Some historical pardons Neyfakh points out are:
· 1800: Thomas Jefferson pardoned individuals convicted under the Alien and Sedition Act, which he considered unconstitutional
· 1919: Woodrow Wilson pardoned 500 people convicted under liquor laws, to signal his opposition to Prohibition
· 1960s: John F. Kennedy and Lyndon Johnson reduced the sentences of more than 200 drug offenders convicted under mandatory minimum sentences in the 1956 Narcotics and Control Act
In each of these cases, the president used his pardon power to send a clear policy message that a law was unjust. Each of the laws above was later repealed. Neyfakh comments that in his second term “President Obama could use [pardons] in a similarly principled way, highlighting whole categories of individuals whose lives have been ruined by policies he sees as unjust or unduly harsh—injecting urgency into, say, the national debate over mass incarceration or the disproportionate impact of drug laws on minorities.”

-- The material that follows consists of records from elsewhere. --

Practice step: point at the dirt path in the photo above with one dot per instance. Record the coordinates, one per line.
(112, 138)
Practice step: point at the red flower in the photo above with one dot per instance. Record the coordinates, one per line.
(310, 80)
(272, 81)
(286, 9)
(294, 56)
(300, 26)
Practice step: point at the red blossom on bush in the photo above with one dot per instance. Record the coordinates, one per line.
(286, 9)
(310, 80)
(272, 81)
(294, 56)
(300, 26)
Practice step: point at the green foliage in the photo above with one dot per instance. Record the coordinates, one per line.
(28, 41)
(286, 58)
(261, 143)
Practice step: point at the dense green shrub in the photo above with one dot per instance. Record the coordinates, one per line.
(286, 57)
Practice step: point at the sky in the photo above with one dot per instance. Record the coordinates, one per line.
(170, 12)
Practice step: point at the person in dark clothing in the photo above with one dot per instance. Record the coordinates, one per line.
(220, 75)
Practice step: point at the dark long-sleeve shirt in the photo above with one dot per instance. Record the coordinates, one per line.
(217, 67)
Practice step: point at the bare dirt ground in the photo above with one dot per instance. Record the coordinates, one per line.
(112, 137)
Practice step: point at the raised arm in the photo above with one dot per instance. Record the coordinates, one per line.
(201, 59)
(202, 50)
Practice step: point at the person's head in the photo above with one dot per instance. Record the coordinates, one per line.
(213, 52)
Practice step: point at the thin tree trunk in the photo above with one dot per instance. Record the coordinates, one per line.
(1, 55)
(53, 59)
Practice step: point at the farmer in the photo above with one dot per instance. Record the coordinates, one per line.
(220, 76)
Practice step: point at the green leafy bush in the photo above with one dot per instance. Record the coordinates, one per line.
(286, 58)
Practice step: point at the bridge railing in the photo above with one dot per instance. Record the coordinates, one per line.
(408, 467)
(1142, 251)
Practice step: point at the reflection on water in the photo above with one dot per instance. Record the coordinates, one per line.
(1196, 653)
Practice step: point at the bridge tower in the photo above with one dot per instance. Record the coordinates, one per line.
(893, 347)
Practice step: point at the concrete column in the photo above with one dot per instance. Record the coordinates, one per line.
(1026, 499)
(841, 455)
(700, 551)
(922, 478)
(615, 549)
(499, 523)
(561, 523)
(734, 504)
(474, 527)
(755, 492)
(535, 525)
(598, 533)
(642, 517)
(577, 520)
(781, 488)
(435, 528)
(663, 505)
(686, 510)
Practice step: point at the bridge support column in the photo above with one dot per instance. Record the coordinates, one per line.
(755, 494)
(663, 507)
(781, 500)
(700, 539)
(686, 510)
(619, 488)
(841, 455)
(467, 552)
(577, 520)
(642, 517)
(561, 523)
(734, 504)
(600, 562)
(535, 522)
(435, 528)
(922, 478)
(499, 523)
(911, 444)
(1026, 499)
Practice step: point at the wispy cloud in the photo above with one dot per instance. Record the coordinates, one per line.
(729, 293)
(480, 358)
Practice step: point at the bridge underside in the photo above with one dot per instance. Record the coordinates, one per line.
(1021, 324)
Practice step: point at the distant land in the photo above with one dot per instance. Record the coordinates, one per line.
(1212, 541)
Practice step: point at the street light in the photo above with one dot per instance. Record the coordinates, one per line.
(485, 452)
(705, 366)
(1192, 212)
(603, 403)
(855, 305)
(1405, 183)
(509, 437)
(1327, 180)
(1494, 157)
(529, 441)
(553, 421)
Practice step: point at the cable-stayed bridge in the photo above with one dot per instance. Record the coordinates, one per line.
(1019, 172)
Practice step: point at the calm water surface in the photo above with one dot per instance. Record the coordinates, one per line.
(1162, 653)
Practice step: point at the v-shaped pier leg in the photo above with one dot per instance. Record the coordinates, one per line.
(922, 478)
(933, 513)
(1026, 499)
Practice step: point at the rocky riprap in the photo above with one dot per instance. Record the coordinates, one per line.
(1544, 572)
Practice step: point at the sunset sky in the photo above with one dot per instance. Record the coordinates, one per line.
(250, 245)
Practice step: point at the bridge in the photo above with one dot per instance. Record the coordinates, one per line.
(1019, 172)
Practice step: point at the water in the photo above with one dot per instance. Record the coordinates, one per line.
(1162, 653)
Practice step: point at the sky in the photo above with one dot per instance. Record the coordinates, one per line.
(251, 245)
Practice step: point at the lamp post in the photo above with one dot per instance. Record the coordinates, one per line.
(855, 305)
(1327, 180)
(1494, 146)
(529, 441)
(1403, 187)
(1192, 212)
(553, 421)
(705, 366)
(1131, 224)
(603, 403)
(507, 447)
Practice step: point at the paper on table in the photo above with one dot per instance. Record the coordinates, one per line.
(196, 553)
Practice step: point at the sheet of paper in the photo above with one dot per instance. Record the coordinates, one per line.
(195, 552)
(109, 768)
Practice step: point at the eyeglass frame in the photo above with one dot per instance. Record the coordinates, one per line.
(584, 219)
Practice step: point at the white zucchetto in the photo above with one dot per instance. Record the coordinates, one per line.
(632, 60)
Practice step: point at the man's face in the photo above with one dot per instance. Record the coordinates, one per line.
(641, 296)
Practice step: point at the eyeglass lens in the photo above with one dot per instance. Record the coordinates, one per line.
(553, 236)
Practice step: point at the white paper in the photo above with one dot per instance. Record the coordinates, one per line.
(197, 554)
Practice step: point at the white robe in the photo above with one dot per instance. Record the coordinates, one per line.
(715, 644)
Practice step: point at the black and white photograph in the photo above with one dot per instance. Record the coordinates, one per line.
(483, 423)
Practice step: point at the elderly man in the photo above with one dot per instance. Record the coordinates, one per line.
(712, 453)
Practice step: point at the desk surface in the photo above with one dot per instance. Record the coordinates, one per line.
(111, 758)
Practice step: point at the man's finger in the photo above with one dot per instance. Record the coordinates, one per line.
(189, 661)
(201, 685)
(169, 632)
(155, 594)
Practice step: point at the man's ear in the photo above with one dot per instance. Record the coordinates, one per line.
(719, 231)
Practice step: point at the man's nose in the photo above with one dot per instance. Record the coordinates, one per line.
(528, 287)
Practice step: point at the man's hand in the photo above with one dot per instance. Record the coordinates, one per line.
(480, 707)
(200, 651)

On the state level, we here in Illinois saw the pardon used in such a way not too long ago. In 2003, Governor George Ryan commuted the death sentences of everyone on or waiting to be sent to death row in Illinois. The blanket act affected 167 individuals, who were issued life sentences instead. Ryan saw it important to act to avoid any possibility for a mistaken execution. (13 wrongly convicted death row inmates had recently been exonerated.) Obama was an Illinois State Senator during this time and is no doubt familiar with these pardons. Only time will tell if Obama chooses to use his pardon power in a similar way before he leaves office.